- Church: Episcopal Church
- Diocese: San Joaquin
- Elected: 2011
- In office: 2011–2014
- Retired: 2020
- Predecessor: Jerry Lamb
- Successor: David Rice
- Previous post: Suffragan Bishop of Los Angeles (1991–2010)

Orders
- Ordination: February 1971
- Consecration: January 26, 1991 by Edmond L. Browning

Personal details
- Born: September 22, 1941 El Dorado, Arkansas, U.S.
- Died: November 20, 2025 (aged 84) Altadena, California, U.S.
- Denomination: Anglicanism
- Parents: Chester Talton & Mae Ola Shells
- Spouse: Karen Louise Warren ​ ​(m. 1963; died 2003)​ April Grayson ​(m. 2007)​
- Children: 4

= Chester Talton =

American bishop (1941–2025)

Chester Lovelle Talton (September 22, 1941 – November 20, 2025) was an American bishop in the Episcopal Church who served as the Provisional Bishop of the Diocese of San Joaquin.

==Background==
Talton was born in El Dorado, Arkansas, to Chester Talton and Mae Ola Shells.

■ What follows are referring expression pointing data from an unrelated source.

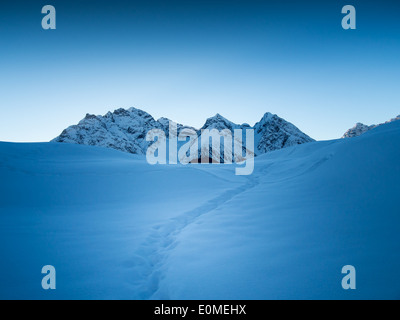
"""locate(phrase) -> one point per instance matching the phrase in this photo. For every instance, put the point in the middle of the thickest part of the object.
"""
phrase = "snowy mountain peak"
(126, 129)
(361, 128)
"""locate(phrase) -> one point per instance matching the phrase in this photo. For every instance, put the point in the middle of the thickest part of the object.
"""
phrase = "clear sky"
(188, 60)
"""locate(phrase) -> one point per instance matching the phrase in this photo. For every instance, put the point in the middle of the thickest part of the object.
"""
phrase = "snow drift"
(114, 226)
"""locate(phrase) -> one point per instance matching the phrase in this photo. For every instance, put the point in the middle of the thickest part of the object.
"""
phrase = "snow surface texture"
(116, 227)
(361, 128)
(126, 130)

He was ordained deacon in 1970 and to the priesthood in February 1971, in the San Francisco-based Diocese of California. He married Karen Louise Warren on August 25, 1963, and has four children from this union. Karen Talton died in 2003. Talton remarried in 2007, to April Grayson, a lay leader in the Diocese of Los Angeles. He was African American, and one of 37 black bishops who have been consecrated by the Episcopal Church.

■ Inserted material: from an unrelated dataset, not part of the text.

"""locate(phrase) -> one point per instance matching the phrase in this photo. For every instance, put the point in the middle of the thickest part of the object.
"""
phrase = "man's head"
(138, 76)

Talton died following declining health form spinal surgery and hospitalization, in Altadena, California, on November 20, 2025, at the age of 84.

==Education==
Talton studied at California State University, Hayward, California where he earned his B.S. in 1965, and Church Divinity School of the Pacific, Berkeley, California, where he earned his M.Div. in 1970, and ultimately his D.D.

==Positions held==
Positions held included Provisional Bishop, Diocese of San Joaquin, 2011–2014; Bishop Suffragan, Diocese of Los Angeles, 1991 to 2010; Rector, St. Philip's Church, New York City (Harlem), 1985–1990; Mission Officer, Trinity Church Wall Street, New York City, 1981–1985; Rector, St. Philip's Church, Saint Paul, Minnesota, 1976–1981; Vicar, Holy Cross Church, Chicago, Illinois, 1973–1976; Vicar, St. Mathias' Mission, and Curate, All Saints' Church, Carmel, California, 1971–1973; and Vicar, Good Shepherd Church, Berkeley, California, 1970–1971.

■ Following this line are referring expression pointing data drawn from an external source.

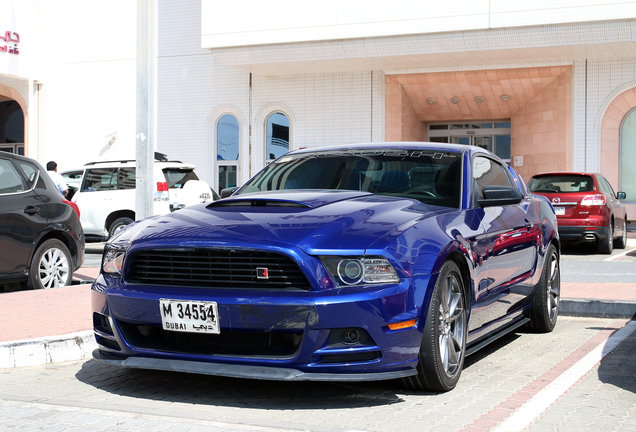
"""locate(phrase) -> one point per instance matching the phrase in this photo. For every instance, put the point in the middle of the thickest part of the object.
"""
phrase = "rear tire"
(607, 246)
(118, 225)
(51, 266)
(547, 294)
(443, 348)
(621, 242)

Talton's consecrators were Edmond L. Browning, Orris George Walker, and Robert Marshall Anderson.

==Bibliography==
- Race and prayer: collected voices, many dreams / Malcolm Boyd and Chester L. Talton, editors. Harrisburg, Pa.: Morehouse Pub., c. 2003. xii, 202 p. : ill.; 23 cm. ISBN 0-8192-1909-6 (pbk.)